Texte en anglais sur le site de NCR: http://ncrcafe.org/node/2324
Interview with the pope's new 'eco-bishop'

Ma traduction


Entretien avec le nouvel « éco-évêque » du pape

Parmi les dernières nominations épiscopales de Benoît XVI, l’une de celles qui intriguent le plus est celle de Karl Golser, 65 ans, le nouvel évêque de Bolzano Bressanone, diocèse du nord de l'Italie. Non seulement le diocèse est un "favori" du pape, qui y a pris ses vacances d'été depuis la fin des années 60, mais Golser est également un associé de longue date de Benoît XVI. Il a travaillé pour le Cardinal Ratzinger à la Congrégation pour la Doctrine de la Foi dans le début des années 1980, et est resté en contact avec lui après.
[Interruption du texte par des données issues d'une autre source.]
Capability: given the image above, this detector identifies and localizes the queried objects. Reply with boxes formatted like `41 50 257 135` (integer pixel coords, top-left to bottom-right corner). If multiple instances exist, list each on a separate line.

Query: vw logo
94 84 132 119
Lorsque par exemple le journaliste italien Vittorio Messori a interviewé Ratzinger à Bressanone pour le livre qui est devenu le « Rapport Ratzinger », le cardinal a demandé à son ex-collaborateur d'assister aux entretiens.

Ce qui rend frappante la nomination de Golser, c'est qu'il est largement considéré comme l'un des principaux éco-théologiens sur la scène catholique européenne, ce qui signifie que Benoît XVI a choisi d'introduire une nouvelle et forte voix environnementale dans l'épiscopat.

Le 9 décembre, Golser a répondu au téléphone à NCR depuis son domicile de Bressanone, à propos de sa nomination et de l'approche du pape sur les questions d'environnement.

Golser sera officiellement ordonné évêque au début du mois de Mars; d'ici là, il va terminer l'année universitaire en sa qualité de professeur à la faculté de théologie locale.

L'interview a été réalisée en italien; le texte suivant est une traduction de NCR (en anglais, ndt).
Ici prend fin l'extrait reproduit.